Tutorials will take place on 10th December (2-5pm), immediately before the ALTA and ADCS workshops. These tutorials feature advanced methods in text processing, and will be pitched to a general audience. All workshop participants are encouraged to attend, both students and staff.
This tutorial will discuss a program of research for building collaborative dialogue systems, which are a core part of virtual assistants. I will briefly discuss the strengths and limitations of current approaches to dialogue, including neural network-based and slot-filling approaches, but then concentrate on approaches that treat conversation as planned collaborative behaviour. Collaborative interaction involves recognizing someone’s goals, intentions, and plans, and then performing actions to facilitate them. People have learned this basic capability at a very young age and are expected to be helpful as part of ordinary social interaction. In general, people’s plans involve both speech acts (such as requests, questions, confirmations, etc.) and physical acts. When collaborative behavior is applied to speech acts, people infer the reasons behind their interlocutor’s utterances and attempt to ensure their success. Such reasoning is apparent when an information agent answers the question “Do you know where the Sydney flight leaves?” with “Yes, Gate 8, and it’s running 20 minutes late.” It is also apparent when one asks “where is the nearest petrol station?” and the interlocutor answers “2 kilometers to your right” even though it isn’t the closest, but rather the closest one that is open. In this latter case, the respondent has inferred that you want to buy petrol, not just to know the location of the station. In both cases, the literal and truthful answer is not cooperative. In order to build systems that collaborate with humans or other artificial agents, a system needs components for planning, plan recognition, and for reasoning about agents’ mental states (beliefs, desires, goals, intentions, obligations, etc.). In this tutorial, I will discuss current theory and practice of such collaborative belief-desire-intention architectures, and demonstrate how they can form the basis for an advanced collaborative dialogue manager. In such an approach, systems reason about what they plan to say, and why the user said what s/he did. Because there is a plan standing behind the system’s utterances, it is able to explain its reasoning. Finally, we will discuss potential methods for incorporating such a plan-based approach with machine-learned approaches.

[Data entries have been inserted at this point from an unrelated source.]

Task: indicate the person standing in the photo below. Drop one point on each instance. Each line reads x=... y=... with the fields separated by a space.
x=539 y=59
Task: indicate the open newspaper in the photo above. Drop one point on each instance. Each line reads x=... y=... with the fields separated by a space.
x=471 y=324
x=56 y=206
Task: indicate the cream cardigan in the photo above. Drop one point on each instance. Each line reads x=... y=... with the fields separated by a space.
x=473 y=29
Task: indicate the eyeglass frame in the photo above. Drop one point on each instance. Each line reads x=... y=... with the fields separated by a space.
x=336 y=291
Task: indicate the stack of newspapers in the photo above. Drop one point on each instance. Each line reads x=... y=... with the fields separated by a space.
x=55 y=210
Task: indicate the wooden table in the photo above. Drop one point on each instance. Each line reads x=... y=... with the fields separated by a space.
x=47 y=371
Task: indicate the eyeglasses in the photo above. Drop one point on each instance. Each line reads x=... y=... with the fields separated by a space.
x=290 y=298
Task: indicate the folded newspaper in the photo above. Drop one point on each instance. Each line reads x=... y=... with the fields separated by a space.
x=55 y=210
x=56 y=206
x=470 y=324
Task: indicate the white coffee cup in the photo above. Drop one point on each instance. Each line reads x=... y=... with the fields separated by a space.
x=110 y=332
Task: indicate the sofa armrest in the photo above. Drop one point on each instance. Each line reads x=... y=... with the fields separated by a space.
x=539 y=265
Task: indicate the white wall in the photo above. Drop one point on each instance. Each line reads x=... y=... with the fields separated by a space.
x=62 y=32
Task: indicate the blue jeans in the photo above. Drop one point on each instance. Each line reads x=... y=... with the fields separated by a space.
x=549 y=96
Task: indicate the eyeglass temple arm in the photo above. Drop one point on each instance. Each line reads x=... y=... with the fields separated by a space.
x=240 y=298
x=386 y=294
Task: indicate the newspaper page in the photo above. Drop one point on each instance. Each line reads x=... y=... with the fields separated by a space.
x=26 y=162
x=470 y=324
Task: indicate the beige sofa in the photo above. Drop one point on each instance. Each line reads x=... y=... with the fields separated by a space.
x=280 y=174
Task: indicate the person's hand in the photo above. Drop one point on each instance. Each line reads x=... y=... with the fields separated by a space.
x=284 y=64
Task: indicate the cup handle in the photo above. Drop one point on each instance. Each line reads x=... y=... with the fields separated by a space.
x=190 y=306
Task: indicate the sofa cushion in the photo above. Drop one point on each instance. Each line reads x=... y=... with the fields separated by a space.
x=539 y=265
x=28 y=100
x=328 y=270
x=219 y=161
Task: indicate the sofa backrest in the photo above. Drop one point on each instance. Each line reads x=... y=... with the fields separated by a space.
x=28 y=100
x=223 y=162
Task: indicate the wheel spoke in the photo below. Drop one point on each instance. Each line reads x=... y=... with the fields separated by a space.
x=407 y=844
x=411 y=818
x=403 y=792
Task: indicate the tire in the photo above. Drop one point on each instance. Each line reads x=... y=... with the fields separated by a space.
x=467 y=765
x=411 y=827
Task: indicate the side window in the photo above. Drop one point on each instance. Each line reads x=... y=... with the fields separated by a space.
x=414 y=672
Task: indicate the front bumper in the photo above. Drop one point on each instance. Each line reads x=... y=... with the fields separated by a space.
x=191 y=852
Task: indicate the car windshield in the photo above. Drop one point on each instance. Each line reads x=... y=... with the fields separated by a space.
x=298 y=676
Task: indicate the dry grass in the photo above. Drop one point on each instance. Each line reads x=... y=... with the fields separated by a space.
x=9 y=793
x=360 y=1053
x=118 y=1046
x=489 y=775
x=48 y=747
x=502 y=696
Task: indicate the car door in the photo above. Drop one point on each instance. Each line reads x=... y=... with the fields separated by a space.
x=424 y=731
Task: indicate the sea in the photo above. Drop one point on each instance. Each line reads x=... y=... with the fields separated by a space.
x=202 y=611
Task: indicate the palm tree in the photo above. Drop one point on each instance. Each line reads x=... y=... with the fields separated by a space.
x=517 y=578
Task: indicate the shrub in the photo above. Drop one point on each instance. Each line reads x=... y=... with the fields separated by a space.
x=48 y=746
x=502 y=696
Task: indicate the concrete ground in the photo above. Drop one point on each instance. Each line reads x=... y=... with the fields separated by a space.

Dr. Phil Cohen has long been engaged in the AI subfields of human-computer dialogue, multimodal interaction, and multiagent systems. He is a Fellow of the Association for the Advancement of Artificial Intelligence, and a past President of the Association for Computational Linguistics. Currently, he directs the Laboratory for Dialogue Research at Monash University. Formerly Chief Scientist, AI and Sr. Vice President for Advanced Technology at Voicebox Technologies, he has also held positions at Adapx Inc (founder), the Oregon Graduate Institute (Professor), the Artificial Intelligence Center of SRI International (Sr. Research Scientist and Program Director, Natural Language Program), Fairchild Laboratory for Artificial Intelligence, and Bolt Bernanek and Newman. His accomplishments include co-developing influential theories of intention, collaboration, and speech acts, co-developing and deploying high-performance multimodal systems to the US Government, and conceiving and leading the project at SRI International that developed the Open Agent Architecture, which eventually became Siri. Cohen has published more than 150 refereed papers, with more than 16,800 citations, and received 7 patents. His paper with Prof. Hector Levesque “Intention is Choice with Commitment” was awarded the inaugural Influential Paper Award from the International Foundation for Autonomous Agents and Multi-Agent Systems. Most recently, he is the recipient of the 2017 Sustained Accomplishment Award from the International Conference on Multimodal Interaction. At Voicebox, Cohen led a team engaged in semantic parsing, and human-computer dialogue.